Entry Point Analysis

The entry point of the program is at the bottom:

if __name__ == "__main__":
    # Initialize and run the server
    mcp.run(transport='stdio')

This checks if the script is being run directly (not imported) and starts the FastMCP server using the ‘stdio’ transport, which means it communicates via standard input/output.

Component Breakdown

1. Imports and Initialization
import arxiv
import json
import os
from typing import List
from mcp.server.fastmcp import FastMCP

PAPER_DIR = "papers"

# Initialize FastMCP server
mcp = FastMCP("research")
  • The code imports necessary libraries:
    • arxiv: For interacting with the arXiv API (a repository of research papers).
    • json: For handling JSON data.
    • os: For file and directory operations.
    • typing.List: For type hinting.
    • mcp.server.fastmcp.FastMCP: The server framework.
  • PAPER_DIR is defined as “papers”, which will be the directory where paper information is stored.
  • A FastMCP server is initialized with the name “research”.
2. The search_papers Function
@mcp.tool()
def search_papers(topic: str, max_results: int = 5) -> List[str]:
    """
    Search for papers on arXiv based on a topic and store
    their information.
    Args:
        topic: The topic to search for
        max_results: Maximum number of results to retrieve
                    (default: 5)
    Returns:
        List of paper IDs found in the search
    """
    # Use arxiv to find the papers
    client = arxiv.Client()
    # Search for the most relevant articles matching topic
    search = arxiv.Search(
        query = topic,
        max_results = max_results,
        sort_by = arxiv.SortCriterion.Relevance
    )
    papers = client.results(search)
    # Create directory for this topic
    path = os.path.join(PAPER_DIR,
                       topic.lower().replace(" ", "_"))
    os.makedirs(path, exist_ok=True)
    file_path = os.path.join(path, "papers_info.json")
    # Try to load existing papers info
    try:
        with open(file_path, "r") as json_file:
            papers_info = json.load(json_file)
    except (FileNotFoundError, json.JSONDecodeError):
        papers_info = {}
    # Process each paper and add to papers_info
    paper_ids = []
    for paper in papers:
        paper_ids.append(paper.get_short_id())
        paper_info = {
            'title': paper.title,
            'authors': [author.name for author in paper.authors],
            'summary': paper.summary,
            'pdf_url': paper.pdf_url,
            'published': str(paper.published.date())
        }
        papers_info[paper.get_short_id()] = paper_info
    # Save updated papers_info to json file
    with open(file_path, "w") as json_file:
        json.dump(papers_info, json_file, indent=2)
    print(f"Results are saved in: {file_path}")
    return paper_ids

What the function does: This function searches for papers on arXiv based on a given topic, stores their information in a JSON file, and returns a list of paper IDs.

Parameters:

  • topic: A string representing the search topic.
  • max_results: An integer (default: 5) specifying the maximum number of results to retrieve.

How and when it is called: It is exposed as a tool via @mcp.tool() and can be called by clients connecting to the MCP server.
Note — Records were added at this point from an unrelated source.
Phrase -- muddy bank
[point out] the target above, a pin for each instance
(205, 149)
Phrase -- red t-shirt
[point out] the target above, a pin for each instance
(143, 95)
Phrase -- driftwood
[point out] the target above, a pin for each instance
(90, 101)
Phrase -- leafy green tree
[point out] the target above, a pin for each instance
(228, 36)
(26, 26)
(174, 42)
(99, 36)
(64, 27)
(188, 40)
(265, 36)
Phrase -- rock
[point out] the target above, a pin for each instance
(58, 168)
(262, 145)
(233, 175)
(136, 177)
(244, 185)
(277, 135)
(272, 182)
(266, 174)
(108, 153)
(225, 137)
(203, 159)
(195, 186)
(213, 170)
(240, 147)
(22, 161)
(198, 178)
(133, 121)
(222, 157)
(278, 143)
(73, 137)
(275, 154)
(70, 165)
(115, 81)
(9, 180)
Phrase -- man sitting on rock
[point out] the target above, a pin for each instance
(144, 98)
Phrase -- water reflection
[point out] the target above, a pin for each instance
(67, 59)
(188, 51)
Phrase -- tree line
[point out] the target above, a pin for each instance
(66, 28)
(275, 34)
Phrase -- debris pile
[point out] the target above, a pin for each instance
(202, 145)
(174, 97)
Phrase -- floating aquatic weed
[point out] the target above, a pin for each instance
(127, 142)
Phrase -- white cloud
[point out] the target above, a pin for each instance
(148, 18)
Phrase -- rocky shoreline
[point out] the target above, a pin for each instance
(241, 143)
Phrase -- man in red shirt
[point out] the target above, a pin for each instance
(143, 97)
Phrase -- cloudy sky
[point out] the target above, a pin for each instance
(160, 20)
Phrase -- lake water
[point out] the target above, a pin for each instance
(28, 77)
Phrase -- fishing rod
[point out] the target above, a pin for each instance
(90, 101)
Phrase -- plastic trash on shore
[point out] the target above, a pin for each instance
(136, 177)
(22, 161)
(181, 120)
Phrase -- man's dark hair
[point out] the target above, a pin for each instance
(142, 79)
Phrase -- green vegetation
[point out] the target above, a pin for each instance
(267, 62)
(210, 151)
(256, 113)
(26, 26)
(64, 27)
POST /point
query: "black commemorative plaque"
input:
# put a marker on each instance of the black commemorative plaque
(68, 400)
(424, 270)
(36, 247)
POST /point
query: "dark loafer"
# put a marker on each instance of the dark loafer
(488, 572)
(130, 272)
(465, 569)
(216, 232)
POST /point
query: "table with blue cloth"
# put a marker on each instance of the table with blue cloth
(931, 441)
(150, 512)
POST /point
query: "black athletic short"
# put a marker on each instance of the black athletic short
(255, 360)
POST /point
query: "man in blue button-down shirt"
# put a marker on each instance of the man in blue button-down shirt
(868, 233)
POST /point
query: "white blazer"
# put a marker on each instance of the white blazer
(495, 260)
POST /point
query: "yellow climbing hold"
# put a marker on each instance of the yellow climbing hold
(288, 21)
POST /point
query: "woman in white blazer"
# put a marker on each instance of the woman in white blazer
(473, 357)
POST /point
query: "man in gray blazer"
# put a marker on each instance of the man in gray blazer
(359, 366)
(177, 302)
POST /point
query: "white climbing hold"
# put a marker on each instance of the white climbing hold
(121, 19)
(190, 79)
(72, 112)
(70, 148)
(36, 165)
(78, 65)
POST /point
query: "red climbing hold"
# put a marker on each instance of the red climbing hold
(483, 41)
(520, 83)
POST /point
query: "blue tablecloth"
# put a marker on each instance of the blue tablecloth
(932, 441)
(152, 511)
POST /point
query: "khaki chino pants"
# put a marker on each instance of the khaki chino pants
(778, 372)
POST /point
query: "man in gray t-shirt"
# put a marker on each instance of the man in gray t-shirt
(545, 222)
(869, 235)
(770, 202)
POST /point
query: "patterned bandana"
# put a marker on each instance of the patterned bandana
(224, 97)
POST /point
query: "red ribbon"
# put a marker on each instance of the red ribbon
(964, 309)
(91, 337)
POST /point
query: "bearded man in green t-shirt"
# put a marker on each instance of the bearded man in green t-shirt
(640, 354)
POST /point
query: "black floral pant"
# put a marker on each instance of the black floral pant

It is called when a user wants to search for papers on a specific topic.

Function logic breakdown:

  1. Creates an arXiv client and performs a search based on the provided topic.
  2. Creates a directory for the topic (converting spaces to underscores and making it lowercase).
  3. Tries to load existing paper information from a JSON file, or initializes an empty dictionary if none exists.
  4. Processes each paper from the search results:
    • Extracts the paper ID and adds it to the list of paper IDs.
    • Creates a dictionary with paper information (title, authors, summary, PDF URL, publication date).
    • Adds the paper information to the papers_info dictionary using the paper ID as the key.
  5. Saves the updated paper information to a JSON file.
  6. Prints a message indicating where the results are saved.
  7. Returns the list of paper IDs.

What it returns: A list of paper IDs (strings) found in the search.

Side effects:

  • Creates a directory structure for storing paper information.
  • Saves or updates a JSON file with paper information.
  • Prints a message to the console indicating where the results are saved.
3. The extract_info Function
@mcp.tool()
def extract_info(paper_id: str) -> str:
    """
    Search for information about a specific paper across all
    topic directories.
    Args:
        paper_id: The ID of the paper to look for
    Returns:
        JSON string with paper information if found, error
        message if not found
    """
    for item in os.listdir(PAPER_DIR):
        item_path = os.path.join(PAPER_DIR, item)
        if os.path.isdir(item_path):
            file_path = os.path.join(item_path,
                                   "papers_info.json")
            if os.path.isfile(file_path):
                try:
                    with open(file_path, "r") as json_file:
                        papers_info = json.load(json_file)
                        if paper_id in papers_info:
                            return json.dumps(papers_info[paper_id],
                                           indent=2)
                except (FileNotFoundError,
                       json.JSONDecodeError) as e:
                    print(f"Error reading {file_path}: {str(e)}")
                    continue
    return f"No saved information for paper {paper_id}."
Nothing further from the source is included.